Vielleicht liegt es daran, daß ich als Engel-Spielleiter die Welt der Engel schon hart, aber nicht hoffnungslos (und schon garnicht ohne Glauben!) darstelle. Da gibt es packende Luftkämpfe, bei denen die SCs mit ihren Kampfmanövern alle Matrix-Special-Effects verblassen lassen. Da gilt es zwischen den Übeln der Welt, der Kirche, der Menschen, der Traumsaat, und dem eigenen Gewissen abzuwägen und Entscheidungen von Belang(!) zu fällen. Und dann damit zu leben. Ich thematisiere bei Engel eigentlich immer die Konflikte, die in der Welt angelegt sind, in einer aktiven, zupackenden Form, so daß die SCs direkt den Kräften oder zumindest den Wirkungen ausgesetzt sind und mit ihren eigenen (Gewissens-)Entscheidungen und ihrer eigenen Kampfkraft etwas tun können. Alles andere, vor allem ständige Niederlagen, Zusammenbrüche, Depressionen, wären mir und meinen Engel-Mitspielern einfach zu öde. Die Engel-Charaktere sind ja schließlich in erster Linie SOLDATEN. Die plärren nicht, die stehen auf und kämpfen, denn dazu wurden sie ja schließlich gedrillt. Nur haben sie - immer - auch ein eigenes Gewissen, etwas, das ihnen sagt, was gut und richtig wäre, auch wenn das nicht der Lehre der Kirche entspricht. Und sie entscheiden dann. Und sie tragen die Konsequenzen dieser Entscheidungen. Und Gewalt ist immer eine Lösung. Und manchmal ist die schlechteste Lösung einfach die einzige, mit der man weiterleben kann. - Und das macht für mich den Reiz bei Engel aus.
Wie das jetzt aber in Konflikt mit dem völlig (naja, eigentlich nicht völlig, aber schon ziemlich) anders gelagerten Low Life stehen soll, verstehe ich nicht.

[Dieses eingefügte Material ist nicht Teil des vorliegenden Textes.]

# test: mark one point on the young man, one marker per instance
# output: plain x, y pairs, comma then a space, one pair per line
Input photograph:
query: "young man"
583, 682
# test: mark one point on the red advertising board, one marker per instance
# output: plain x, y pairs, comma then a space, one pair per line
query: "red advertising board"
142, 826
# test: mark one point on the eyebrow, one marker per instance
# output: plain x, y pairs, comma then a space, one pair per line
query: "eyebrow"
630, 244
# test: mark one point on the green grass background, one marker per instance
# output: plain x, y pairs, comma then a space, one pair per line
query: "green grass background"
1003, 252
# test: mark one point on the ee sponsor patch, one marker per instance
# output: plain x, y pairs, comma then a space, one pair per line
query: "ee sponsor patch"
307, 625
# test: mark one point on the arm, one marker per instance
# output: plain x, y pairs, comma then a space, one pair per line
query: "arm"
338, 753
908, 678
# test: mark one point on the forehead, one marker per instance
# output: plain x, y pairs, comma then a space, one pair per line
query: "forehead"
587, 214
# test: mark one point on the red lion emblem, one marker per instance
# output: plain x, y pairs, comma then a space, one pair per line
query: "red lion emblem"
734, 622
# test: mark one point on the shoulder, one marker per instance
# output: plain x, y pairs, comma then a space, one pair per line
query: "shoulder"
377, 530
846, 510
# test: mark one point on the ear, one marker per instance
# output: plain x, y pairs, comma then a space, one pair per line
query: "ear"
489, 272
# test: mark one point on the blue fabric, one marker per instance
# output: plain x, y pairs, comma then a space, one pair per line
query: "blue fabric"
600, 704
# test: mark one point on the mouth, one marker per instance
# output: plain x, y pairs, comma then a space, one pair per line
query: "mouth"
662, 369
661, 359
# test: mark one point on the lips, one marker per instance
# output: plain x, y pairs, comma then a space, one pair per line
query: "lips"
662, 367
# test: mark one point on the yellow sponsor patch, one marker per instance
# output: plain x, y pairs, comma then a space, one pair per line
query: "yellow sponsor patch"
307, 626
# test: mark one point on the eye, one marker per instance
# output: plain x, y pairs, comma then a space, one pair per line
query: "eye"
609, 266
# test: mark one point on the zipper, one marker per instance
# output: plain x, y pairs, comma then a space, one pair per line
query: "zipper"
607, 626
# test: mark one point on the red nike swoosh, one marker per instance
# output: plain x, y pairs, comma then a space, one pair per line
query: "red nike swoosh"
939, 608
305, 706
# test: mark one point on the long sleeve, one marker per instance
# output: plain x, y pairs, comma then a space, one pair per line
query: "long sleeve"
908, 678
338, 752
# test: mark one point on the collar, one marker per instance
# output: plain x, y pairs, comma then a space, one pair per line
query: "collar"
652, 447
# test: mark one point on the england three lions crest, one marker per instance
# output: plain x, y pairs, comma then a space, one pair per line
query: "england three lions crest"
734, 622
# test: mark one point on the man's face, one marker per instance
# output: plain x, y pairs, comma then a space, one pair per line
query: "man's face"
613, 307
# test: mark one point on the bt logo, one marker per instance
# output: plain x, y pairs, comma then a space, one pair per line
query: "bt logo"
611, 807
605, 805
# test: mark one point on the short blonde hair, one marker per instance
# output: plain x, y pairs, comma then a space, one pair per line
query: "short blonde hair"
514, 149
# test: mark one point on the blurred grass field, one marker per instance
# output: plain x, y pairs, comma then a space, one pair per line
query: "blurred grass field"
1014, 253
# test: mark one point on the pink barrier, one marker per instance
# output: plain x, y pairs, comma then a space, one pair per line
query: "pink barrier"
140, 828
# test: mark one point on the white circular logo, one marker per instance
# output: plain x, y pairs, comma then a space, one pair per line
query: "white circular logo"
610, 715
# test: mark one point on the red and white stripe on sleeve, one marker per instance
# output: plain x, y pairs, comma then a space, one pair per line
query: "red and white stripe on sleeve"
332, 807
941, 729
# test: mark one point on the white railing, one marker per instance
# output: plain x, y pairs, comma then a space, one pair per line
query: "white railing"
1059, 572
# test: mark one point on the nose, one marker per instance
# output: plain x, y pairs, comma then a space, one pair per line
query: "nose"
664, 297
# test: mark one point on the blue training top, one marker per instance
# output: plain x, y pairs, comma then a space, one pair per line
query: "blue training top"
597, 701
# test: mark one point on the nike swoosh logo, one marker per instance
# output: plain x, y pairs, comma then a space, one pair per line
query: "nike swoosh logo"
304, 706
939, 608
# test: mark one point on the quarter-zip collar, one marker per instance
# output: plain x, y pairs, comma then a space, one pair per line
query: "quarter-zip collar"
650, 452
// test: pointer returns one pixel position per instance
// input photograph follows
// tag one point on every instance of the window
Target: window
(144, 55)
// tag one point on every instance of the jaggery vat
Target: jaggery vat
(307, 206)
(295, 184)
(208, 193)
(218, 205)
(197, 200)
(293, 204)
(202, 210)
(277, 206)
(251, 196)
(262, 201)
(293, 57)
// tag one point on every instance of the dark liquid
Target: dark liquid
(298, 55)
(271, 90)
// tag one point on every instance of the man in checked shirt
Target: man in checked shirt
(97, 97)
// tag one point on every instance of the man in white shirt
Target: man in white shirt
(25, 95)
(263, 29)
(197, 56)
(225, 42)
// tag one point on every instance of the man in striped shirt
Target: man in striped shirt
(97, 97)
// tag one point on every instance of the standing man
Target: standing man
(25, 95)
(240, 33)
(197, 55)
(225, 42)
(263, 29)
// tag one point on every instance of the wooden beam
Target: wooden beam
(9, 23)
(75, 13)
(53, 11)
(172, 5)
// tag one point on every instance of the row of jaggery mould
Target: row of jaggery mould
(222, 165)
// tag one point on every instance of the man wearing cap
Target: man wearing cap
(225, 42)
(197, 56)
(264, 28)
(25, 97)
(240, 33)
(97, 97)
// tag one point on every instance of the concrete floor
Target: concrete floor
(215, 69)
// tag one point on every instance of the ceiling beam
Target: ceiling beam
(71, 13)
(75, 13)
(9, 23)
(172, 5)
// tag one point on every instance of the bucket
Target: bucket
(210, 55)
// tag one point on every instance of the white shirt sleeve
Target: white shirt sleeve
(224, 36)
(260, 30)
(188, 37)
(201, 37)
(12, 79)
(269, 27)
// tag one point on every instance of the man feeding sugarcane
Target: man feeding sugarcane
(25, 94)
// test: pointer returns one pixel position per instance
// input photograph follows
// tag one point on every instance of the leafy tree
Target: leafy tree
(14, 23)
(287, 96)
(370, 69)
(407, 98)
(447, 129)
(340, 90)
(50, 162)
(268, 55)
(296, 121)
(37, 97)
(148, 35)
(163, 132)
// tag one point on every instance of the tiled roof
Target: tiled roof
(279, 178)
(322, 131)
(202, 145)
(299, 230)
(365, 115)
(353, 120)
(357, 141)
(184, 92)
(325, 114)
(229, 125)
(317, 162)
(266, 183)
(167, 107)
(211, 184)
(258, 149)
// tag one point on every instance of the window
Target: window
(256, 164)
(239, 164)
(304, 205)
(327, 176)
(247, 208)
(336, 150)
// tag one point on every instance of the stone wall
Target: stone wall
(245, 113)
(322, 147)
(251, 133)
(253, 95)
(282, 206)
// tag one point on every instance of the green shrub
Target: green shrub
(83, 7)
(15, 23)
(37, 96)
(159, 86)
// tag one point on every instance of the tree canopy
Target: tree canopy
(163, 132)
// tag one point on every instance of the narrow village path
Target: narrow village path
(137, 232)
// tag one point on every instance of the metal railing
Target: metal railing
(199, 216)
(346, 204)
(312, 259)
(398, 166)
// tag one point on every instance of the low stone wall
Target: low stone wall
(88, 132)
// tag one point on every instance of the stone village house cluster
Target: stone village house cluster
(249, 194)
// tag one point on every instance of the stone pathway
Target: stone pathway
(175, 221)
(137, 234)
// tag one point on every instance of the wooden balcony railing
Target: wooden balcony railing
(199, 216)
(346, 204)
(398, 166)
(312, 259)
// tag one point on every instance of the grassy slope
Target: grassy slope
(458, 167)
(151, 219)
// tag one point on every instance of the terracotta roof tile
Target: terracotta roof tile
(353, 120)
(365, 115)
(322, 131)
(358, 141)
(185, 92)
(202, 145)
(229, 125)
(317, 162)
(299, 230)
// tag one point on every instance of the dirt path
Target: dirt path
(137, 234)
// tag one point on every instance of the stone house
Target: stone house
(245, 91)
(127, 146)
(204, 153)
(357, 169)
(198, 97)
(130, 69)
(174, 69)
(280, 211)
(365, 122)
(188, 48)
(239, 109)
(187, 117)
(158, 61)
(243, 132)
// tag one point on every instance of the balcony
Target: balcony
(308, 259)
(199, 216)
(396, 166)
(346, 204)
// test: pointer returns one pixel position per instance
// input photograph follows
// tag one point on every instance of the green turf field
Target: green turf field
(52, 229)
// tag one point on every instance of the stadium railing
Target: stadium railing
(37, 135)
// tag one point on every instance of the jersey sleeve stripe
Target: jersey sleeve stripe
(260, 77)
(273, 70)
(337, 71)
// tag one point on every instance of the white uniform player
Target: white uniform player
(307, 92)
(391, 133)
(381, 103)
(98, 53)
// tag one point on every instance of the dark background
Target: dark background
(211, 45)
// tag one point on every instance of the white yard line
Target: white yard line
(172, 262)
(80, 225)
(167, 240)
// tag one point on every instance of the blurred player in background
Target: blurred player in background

Low Life ist wie wenn man Gammaworld-Mutanten durch die Güllepumpe gejagt hat, nachdem die gesamte Erde auch schon dadurch gegangen ist. Und trotzdem ist Low Life mit der Welt Muthaoith einfach nur noch cool. Und es ist sogar eine ernsthafte(!) Kampagne in der ganzen Scheiße auf Beinen, den ganzen Schaumgummi-Charakteren und den Magiern, gegen die Unknown Armies Mages geradezu langweilig bieder wirken.
Was ist schon Endzeit?
Gammaworld, Deadlands:Hell on Earth, Engel, Low Life, Dying Earth, 50 Fathoms, Traveller, Stormbringer, uvam.
Das sind alles Endzeit-Rollenspiele. Die kann man alle spielen ohne in irgendwelche inneren oder äußeren Konflikte seiner eigenen Vorlieben zu geraten.
Was ist also das "gefühlte" Problem?